En décembre dernier, 50 dirigeants de filiales françaises de groupes étrangers avaient, dans le quotidien Les Échos, lancé une appel pressant au gouvernement, l’alertant sur l’effondrement inquiétant de l’attractivité de la France pour les grands groupes étrangers. Un chiffre, un seul, suffit à mesurer l’enjeu : en 2013, selon la conférence des Nations unies pour la concurrence et le développement, les investissements étrangers en France ont connu un effondrement de 77%. Cela s’apparente davantage à un naufrage qu’à un tassement…
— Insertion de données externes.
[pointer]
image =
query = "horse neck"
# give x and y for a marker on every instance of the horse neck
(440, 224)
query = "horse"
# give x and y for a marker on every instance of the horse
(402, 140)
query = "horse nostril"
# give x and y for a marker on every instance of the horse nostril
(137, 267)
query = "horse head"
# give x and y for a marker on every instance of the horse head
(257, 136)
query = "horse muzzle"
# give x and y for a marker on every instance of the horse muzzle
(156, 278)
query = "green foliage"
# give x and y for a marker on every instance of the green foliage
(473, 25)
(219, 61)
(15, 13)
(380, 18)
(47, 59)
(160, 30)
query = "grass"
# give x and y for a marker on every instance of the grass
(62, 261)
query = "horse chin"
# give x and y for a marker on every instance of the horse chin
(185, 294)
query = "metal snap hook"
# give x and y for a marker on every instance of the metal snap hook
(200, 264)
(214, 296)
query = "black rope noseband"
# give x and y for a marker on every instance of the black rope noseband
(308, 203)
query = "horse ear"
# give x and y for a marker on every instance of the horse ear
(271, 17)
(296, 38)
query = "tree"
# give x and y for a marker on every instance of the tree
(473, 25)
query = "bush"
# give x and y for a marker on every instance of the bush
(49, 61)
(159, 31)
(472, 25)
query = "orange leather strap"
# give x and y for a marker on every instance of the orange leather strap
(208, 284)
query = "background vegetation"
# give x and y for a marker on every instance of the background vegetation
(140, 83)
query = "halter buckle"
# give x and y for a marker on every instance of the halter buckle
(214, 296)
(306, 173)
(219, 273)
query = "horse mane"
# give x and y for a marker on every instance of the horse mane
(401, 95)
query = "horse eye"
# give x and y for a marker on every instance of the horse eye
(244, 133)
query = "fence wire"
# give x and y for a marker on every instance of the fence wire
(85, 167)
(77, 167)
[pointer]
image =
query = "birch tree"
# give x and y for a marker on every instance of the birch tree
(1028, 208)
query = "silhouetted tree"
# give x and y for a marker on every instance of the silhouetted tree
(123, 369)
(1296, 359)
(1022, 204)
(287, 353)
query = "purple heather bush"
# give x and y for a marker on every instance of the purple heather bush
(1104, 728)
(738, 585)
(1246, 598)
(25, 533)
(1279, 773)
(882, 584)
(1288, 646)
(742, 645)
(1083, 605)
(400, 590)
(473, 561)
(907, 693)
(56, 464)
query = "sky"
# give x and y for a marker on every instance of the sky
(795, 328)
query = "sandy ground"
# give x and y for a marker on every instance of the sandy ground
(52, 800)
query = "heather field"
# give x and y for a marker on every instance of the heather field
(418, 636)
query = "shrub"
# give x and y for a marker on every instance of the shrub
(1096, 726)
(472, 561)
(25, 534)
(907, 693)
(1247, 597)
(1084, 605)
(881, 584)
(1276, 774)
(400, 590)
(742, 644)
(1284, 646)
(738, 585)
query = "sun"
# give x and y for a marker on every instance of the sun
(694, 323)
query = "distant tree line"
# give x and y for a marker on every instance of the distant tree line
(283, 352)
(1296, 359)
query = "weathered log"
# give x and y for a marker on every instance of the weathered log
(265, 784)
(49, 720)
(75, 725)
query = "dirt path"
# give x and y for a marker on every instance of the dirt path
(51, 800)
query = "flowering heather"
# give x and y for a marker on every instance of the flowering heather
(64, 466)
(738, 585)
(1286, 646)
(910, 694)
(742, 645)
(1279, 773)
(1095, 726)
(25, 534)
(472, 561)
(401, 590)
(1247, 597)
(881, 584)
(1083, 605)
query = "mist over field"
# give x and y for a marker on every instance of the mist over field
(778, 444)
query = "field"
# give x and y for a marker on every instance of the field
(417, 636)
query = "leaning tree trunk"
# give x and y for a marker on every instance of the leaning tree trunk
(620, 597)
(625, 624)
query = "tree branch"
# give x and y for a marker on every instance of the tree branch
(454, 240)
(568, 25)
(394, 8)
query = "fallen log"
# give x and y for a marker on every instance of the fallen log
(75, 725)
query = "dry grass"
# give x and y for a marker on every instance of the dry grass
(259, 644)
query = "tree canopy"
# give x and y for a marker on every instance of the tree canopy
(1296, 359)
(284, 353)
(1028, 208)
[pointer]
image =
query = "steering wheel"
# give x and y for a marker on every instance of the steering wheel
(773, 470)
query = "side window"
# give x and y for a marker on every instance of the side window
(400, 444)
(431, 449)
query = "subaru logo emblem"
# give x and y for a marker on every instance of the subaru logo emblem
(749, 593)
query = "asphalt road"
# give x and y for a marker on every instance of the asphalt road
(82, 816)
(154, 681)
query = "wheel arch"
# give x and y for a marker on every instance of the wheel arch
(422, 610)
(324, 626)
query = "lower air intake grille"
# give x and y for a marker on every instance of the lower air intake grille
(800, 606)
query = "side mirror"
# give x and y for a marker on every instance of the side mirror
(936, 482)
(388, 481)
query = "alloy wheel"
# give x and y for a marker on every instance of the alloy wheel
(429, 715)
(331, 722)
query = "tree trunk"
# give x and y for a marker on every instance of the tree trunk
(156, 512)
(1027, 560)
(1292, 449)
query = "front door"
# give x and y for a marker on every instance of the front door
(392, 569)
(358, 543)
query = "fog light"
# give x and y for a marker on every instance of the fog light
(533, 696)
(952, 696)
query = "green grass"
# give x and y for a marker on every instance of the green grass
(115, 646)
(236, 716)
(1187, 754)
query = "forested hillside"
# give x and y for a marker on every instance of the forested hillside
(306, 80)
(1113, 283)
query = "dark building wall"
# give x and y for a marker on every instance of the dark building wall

Une fiscalité aussi erratique que dissuasive, une gouvernance libidineusement velléitaire et un climat délétère ont à l’évidence incité la plupart des grands groupes étrangers à prendre la poudre d’escampette et à implanter leur activité sous des cieux plus sereins et il n’en manque pas.
Quant à notre président de la République, après son coming out (désolé, je m’autorise un ou deux anglicismes à l’année) libéral et sa conversion foudroyante et remarquée aux vertus du libre-échange, il organisait hier, lundi 17 février, à l’Élysée une petite sauterie sur le thème de « l’attractivité de la France auprès des investisseurs étrangers ». Souliers cirés, voire vernis, cravate serrée au plus près, sanglés dans des complets veston de bonne facture tout droit sortis du pressing sinon du tailleur, une cinquantaine de dirigeants des plus grands groupes étrangers, au premier rang desquels notre Président exécutif (et non exécuteur, comme le persiflent de mauvais sujets) Adecco écoutèrent pieusement notre président socialiste leur prêcher les incommensurables avantages du libéralisme économique. Il faut reconnaître qu’il se trouvait en fort bonne compagnie, entouré des dirigeants des filiales françaises de Volvo, Bosch, Siemens, Samsung, Intel, Nestlé, General Electric. Sans parler  des représentants de fonds d’investissement koweitiens, quataris et chinois, tout droit venus de contrées davantage réputées pour leurs performances économiques que droitdelhommesques….
L’oracle, chef de l’État à ses heures, n’y alla pas de main morte et ses hôtes en eurent pour leurs frais (de déplacement) : promesse de stabilité fiscale, allègements fiscaux et une harmonisation de la fiscalité des entreprises avant 2020, meilleures conditions d’accueil avec, notamment, la création d’un « passeport talent » destiné aux inventeurs et créateurs. Et même un alignement de notre fiscalité des entreprises – actuellement à 38%, la plus élevée d’Europe – sur l’Allemagne, à l’horizon 2020, soit dans moins de six années. Bref, demain on rasera gratis, c’est presque sûr.
Un rendez-vous de suivi est d’ores et déjà prévu dans six mois afin de mesurer les évolutions et la bonne tenue des engagements.